@naval got me thinking yesterday when he spoke on JRE about income inequality vs outcome inequality.

If we focus more on outcomes, rather than people’s incomes, we will fund the right things to ensure the right outcomes.

This does to the heart of the African poverty narrative.
Are we looking too much at people’s incomes in Africa instead of looking at outcomes and their potential?

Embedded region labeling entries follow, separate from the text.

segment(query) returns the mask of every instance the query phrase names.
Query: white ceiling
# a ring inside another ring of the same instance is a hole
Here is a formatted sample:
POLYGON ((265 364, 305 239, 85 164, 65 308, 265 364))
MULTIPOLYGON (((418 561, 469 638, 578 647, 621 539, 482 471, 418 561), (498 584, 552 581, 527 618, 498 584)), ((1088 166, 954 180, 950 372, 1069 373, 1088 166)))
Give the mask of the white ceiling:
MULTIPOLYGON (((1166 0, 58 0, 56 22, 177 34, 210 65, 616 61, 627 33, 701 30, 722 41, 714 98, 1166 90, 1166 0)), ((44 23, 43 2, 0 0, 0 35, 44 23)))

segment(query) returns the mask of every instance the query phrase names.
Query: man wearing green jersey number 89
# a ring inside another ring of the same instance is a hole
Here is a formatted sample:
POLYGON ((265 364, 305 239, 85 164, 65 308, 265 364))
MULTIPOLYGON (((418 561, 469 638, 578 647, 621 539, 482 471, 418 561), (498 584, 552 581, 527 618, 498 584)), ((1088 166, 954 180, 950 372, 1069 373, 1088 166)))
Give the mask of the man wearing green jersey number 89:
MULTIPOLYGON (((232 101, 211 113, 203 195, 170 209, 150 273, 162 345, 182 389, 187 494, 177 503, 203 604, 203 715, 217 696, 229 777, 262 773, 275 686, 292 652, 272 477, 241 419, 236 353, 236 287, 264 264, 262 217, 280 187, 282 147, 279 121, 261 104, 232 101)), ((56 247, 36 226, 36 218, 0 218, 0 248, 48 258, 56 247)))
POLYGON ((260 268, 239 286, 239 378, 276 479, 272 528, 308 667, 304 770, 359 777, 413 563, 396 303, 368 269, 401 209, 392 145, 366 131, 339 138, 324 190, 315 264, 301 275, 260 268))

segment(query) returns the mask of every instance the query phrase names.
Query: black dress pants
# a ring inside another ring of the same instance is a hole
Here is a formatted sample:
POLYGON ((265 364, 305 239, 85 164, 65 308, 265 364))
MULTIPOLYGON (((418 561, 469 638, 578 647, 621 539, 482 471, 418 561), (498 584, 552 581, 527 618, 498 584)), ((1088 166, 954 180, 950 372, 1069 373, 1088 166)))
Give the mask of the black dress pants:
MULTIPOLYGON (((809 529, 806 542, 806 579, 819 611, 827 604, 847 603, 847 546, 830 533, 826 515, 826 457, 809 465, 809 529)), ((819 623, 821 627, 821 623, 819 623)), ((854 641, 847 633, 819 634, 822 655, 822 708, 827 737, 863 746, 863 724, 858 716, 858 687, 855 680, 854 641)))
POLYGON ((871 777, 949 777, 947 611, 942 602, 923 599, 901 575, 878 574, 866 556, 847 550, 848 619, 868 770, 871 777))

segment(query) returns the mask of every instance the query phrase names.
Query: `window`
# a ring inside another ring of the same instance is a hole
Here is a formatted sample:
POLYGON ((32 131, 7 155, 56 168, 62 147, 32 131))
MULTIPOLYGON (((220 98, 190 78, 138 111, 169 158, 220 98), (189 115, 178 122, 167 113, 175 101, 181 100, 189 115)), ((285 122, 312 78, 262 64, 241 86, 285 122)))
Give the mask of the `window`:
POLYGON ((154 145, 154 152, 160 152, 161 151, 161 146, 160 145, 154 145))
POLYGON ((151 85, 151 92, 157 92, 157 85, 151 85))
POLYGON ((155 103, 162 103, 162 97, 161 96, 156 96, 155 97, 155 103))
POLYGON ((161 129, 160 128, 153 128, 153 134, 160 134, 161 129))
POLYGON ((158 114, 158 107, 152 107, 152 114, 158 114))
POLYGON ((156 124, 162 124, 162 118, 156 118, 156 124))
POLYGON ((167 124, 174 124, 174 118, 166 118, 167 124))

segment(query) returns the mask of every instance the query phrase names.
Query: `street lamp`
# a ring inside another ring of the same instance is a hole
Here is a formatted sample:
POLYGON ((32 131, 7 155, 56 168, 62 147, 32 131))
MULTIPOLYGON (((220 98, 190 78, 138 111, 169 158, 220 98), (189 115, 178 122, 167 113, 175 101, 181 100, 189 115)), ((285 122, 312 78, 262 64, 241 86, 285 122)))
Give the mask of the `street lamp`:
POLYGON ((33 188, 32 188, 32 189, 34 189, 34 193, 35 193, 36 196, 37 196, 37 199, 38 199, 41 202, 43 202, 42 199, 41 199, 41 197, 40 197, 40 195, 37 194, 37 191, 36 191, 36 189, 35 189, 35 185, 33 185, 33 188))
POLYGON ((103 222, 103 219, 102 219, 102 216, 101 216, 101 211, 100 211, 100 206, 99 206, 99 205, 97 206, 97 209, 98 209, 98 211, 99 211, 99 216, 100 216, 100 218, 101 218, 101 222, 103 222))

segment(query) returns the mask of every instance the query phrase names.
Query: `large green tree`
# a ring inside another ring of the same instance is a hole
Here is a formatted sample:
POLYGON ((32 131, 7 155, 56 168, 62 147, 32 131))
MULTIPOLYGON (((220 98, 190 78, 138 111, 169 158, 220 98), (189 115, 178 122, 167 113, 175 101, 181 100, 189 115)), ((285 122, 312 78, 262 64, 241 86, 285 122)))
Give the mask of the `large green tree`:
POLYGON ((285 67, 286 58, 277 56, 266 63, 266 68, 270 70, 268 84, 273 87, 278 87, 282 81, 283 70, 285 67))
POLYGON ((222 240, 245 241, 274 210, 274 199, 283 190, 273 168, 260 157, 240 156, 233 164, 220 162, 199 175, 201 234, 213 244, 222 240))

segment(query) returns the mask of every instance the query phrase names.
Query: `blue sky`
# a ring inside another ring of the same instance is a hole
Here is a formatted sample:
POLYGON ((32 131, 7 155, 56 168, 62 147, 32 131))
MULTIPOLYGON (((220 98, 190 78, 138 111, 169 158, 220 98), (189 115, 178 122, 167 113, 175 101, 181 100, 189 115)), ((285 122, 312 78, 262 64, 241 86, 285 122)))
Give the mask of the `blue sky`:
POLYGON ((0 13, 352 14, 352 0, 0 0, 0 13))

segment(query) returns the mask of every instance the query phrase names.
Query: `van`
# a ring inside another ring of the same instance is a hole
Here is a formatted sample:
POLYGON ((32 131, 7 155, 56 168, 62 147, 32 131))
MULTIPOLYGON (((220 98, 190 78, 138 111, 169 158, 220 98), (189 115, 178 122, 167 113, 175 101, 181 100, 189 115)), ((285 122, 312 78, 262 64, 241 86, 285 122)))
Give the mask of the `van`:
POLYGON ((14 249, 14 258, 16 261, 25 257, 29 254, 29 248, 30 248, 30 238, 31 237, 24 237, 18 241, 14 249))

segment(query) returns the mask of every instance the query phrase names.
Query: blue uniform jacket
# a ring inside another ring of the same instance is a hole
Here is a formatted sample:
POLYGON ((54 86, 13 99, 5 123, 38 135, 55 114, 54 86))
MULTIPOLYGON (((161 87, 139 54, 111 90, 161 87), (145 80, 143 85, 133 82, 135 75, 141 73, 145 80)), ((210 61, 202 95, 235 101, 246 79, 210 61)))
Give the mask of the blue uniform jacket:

@TheVunderkind wrote something people may have missed yesterday about how a laptop alone can change a brother into a world-class developer. Just a laptop. Not money.
The cliche of teaching to fish and not giving fish is true if you also give people the right fishing equipment. A fishing net and a boat will go a long way more than a line and a hook. When giving a fishing net and a boat, there is further training required as it is now a team.
Most of Africa’s entrepreneurship narrative is built around funding instead of building capacity to innovate. We wrongly assume that once money is there, innovation will miraculously happen.

We are inadvertently incentivizing the wrong things and the wrong approach.
When I had a chat with the disgraced founder of the Rwandan based startup helping people to get jobs, I asked him what he was seeking funding for precisely? I gave him the example of Toptal’s founder who realized that his own community could power him instead of looking outside.
I saw that he had attempted to build a community of devs and I said that the community was more valuable than the product he was trying to get funding for. We tend to miss this key part of innovation. We talk about ecosystems as funding and incorporated entities but it is people.
Africa is not poor. Africa is just not self-aware.
A true community-based ecosystem compounds outcomes.

I don't agree with @imasuen_design that the human API should be removed from the equation as it cannot be removed. The human is the resource. We just need decentralization instead of aggregation.
The danger of focussing on funding and ego is why we start getting bad actors. There are many more to be revealed who have nothing real to show for the money they have raised. We have allowed the media to lead us into their circus of believing that ”Attention = Outcome”.
Profit = Outcome.

Profit is a multiplier that funds other things. We are playing the pump and dump game of accelerator hyped secondaries in Africa while pretending to build ecosystems.
While doing @NkaliFund, I have started asking founders what they really need? Some of the results are surprising.

Investor funds are not for survival but growth. When you have so many people playing hunger games, outcome inequality is guaranteed.
*goes (not does in first tweet. I am tired of autocorrect).